During a teleconference hearing, Judge Joanna Seybert said Terrill Latney’s prior criminal history and the fact that he has already pleaded guilty to a crime that could lead to life in prison were factors in denying his release.
The hearing lasted about 30 minutes Thursday as Mr. Latney’s attorney, Neil Checkman of New York City, and Assistant U.S. Attorney Michael Maffei outlined for the judge their respective positions concerning the alleged Bloods gang member’s temporary release as he awaits sentencing. Mr. Checkman said his client is 460 pounds and has high blood pressure, which put him at great risk from the virus.
“He’s not a flight risk at all,” Mr. Checkman argued, noting that his client has never traveled away from the Riverhead area. “What he is is a physically impaired and very frightened man.”
Mr. Maffei countered that Mr. Latney is under quarantine in a section of Metropolitan Detention Center in Brooklyn with no confirmed cases, has exhibited no symptoms and is at no more risk than if he were released to his mother’s house on Lewis Street.
He called the suggestion that Mr. Latney could be released and not be a flight risk or return to a career of criminal activity both “ludicrous” and “crazy.” He also said Mr. Latney’s health issues relate to his own “self-imposed obesity,” a comment the judge took exception with.

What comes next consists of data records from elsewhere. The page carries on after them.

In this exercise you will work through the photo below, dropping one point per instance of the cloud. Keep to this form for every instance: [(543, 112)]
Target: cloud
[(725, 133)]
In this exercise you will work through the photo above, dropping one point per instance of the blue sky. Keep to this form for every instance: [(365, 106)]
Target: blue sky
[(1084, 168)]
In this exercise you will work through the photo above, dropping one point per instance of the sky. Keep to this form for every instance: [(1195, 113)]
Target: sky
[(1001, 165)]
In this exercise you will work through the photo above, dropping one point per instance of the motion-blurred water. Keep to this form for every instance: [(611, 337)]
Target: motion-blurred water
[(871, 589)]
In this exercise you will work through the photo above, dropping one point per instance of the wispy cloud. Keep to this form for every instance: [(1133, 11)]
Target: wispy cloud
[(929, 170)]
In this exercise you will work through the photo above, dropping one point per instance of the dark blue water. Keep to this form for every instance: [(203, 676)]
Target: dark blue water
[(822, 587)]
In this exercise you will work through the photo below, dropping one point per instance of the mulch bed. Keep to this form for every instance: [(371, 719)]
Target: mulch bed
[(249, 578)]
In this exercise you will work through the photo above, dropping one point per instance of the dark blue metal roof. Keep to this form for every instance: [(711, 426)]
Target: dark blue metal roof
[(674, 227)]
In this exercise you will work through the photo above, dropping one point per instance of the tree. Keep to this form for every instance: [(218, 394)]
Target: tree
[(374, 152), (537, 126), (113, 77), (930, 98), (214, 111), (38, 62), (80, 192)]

“That’s rather harsh,” Judge Seybert remarked.
Mr. Latney has the option of appealing the judge’s decision.
Mr. Latney pleaded guilty in February to racketeering, including conspiring to distribute narcotics and participating in the murder of Thomas Lacolla of Riverhead, officials said. On Nov. 17, 2015, Mr. Latney drove three Bloods members to Old Quogue Road in Riverside where they fired at least 39 shots into a vehicle parked outside a home they erroneously believed was occupied by the rival gang member.
Prosecutors said only one of the more than 1,700 inmates at the jail where Mr. Latney is currently being housed has tested positive for COVID-19. They also said there is no medical evidence to suggest he suffers from high blood pressure.
Mr. Checkman said the data on positive tests is skewed from a lack of testing by the Federal Bureau of Prisons.